Running or working out

This might be the oldest rule in the book, but it is just. So. True. And although this one takes a lot of effort to convince myself to do it, I’ve found that the best way is to not overthink it. If I dwell on what the exercise will be, dwell on why I should or shouldn’t do it, what it will mean for the timing of the rest of the day, its too late—and the window is closed—I’ve overthought it and talked my way out of it to myself. At the first hint of motivation to go for a run, I make myself get dressed to work out, and head outside or to the gym. Another trick that helps is to set no expectation for myself in the process. I tell myself it doesn’t matter how far I run or how long I work out for, just START. It can seem too daunting sometimes to set a lofty goal beforehand, and honestly some of my best workouts have happened when I had no expectations for them. The truth is that I always have time for working out (it can literally take 20 minutes—and it accomplishes the same for my brain as a 2 hour long workout) and it is always, always, always a good idea. The fact remains that I have never finished a workout not feeling better than when I started it. That, alone, is reason enough to jump on it when I’m in a funk.

A change of scenery

Just leaving my house and giving myself some new scenery does wonders for my state of mind. I can be sitting home, knowing I should be working on some blog posts, or sitting home leisurely looking at a magazine, and I’ve found that simply relocating to possibly even do that exact same activity just boosts my mood. I often find it reenergizing to be doing a solo task (even if I’m wearing headphones and sitting by myself) in the presence of other people at an alternative location, as opposed to totally alone at home.  It feels more like I’m doing something, rather than just sitting around.

Checking in with a friend

…At a time when your instincts are probably to be alone.

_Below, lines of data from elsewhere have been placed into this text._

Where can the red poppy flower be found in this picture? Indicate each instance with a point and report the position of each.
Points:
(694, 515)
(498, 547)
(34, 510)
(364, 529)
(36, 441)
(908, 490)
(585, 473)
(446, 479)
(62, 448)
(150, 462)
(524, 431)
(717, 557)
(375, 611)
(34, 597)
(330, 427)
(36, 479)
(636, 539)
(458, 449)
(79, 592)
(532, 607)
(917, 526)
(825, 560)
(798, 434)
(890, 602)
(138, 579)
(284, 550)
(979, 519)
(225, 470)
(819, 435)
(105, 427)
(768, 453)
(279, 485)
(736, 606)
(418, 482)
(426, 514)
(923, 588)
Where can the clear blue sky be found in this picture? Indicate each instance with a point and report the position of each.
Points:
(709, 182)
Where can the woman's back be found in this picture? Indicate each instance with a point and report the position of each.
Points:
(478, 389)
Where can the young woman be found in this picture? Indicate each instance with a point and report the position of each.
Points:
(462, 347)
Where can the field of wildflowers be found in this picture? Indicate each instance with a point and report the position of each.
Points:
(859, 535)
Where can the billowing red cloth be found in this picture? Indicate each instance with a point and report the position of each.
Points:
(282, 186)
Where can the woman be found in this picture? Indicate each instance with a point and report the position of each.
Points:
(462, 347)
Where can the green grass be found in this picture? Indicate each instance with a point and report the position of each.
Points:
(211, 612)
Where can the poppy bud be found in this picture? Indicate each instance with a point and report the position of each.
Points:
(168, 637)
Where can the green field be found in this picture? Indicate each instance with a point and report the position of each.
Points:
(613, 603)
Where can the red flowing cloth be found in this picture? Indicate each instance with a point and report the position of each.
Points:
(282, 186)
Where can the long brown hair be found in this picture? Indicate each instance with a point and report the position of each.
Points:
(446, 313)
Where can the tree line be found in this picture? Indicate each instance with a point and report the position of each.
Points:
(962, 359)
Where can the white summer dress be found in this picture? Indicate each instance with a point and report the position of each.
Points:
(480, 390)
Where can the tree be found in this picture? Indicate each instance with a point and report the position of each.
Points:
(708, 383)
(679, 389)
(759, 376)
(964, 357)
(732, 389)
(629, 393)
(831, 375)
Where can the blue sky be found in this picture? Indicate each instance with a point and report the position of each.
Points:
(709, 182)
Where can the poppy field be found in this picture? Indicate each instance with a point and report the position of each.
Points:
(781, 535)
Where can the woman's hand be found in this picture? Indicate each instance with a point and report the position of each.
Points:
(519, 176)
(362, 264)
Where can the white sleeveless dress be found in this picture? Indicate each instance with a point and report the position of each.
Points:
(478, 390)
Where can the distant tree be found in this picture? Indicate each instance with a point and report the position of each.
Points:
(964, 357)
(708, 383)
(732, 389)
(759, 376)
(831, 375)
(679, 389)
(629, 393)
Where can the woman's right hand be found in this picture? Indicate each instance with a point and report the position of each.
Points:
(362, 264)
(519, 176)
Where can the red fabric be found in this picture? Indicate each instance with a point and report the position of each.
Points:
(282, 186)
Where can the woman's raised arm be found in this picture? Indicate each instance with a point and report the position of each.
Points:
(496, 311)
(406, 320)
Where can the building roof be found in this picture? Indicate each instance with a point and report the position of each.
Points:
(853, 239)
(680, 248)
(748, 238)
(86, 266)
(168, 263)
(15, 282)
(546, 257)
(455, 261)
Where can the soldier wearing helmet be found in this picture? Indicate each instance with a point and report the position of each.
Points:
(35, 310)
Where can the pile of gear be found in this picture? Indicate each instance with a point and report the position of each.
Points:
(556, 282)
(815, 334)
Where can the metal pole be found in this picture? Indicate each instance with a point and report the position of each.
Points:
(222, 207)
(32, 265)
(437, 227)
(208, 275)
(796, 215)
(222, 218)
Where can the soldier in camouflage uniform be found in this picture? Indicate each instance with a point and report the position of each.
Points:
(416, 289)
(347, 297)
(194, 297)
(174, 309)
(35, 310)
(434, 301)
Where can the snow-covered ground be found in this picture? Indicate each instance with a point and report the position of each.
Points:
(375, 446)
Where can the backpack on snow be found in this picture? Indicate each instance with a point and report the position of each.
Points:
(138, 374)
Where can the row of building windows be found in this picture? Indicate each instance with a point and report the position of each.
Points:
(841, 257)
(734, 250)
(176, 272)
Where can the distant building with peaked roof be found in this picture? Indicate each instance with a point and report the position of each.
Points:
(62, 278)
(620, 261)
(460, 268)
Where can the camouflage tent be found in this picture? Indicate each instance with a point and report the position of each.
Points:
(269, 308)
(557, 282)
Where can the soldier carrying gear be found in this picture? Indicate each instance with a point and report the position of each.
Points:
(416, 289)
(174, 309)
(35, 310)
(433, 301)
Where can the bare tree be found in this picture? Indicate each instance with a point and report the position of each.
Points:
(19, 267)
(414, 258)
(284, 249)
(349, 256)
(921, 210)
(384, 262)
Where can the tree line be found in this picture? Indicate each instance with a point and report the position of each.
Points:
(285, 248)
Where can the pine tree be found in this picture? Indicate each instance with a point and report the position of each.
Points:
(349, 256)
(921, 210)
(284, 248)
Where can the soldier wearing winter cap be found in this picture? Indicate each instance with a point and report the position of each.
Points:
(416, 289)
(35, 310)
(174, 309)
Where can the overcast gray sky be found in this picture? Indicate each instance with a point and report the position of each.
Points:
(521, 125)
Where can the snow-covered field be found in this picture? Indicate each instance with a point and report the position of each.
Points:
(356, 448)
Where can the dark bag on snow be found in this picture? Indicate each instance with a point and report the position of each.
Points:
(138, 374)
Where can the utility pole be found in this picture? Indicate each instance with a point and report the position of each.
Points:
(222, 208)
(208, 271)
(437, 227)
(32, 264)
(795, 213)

Spending time with someone else, and hearing about someone’s else’s day, is sometimes the ticket for pulling me out of my own head. I’m not even talking about sharing your own thoughts with the person, but instead focusing on the friend and their life at the moment. It helps to widen the scope of your perspective in a moment when I'm struggling to see beyond myself. Quite simply—it truly helps to get the internal focus off myself and onto other people or more important things. It’s always reinvigorating for me, although I am very much an extrovert, so this is a quite natural remedy for my personality type. But if you’re more introverted, I’d still recommend giving it a try, especially with a close friend who you care about.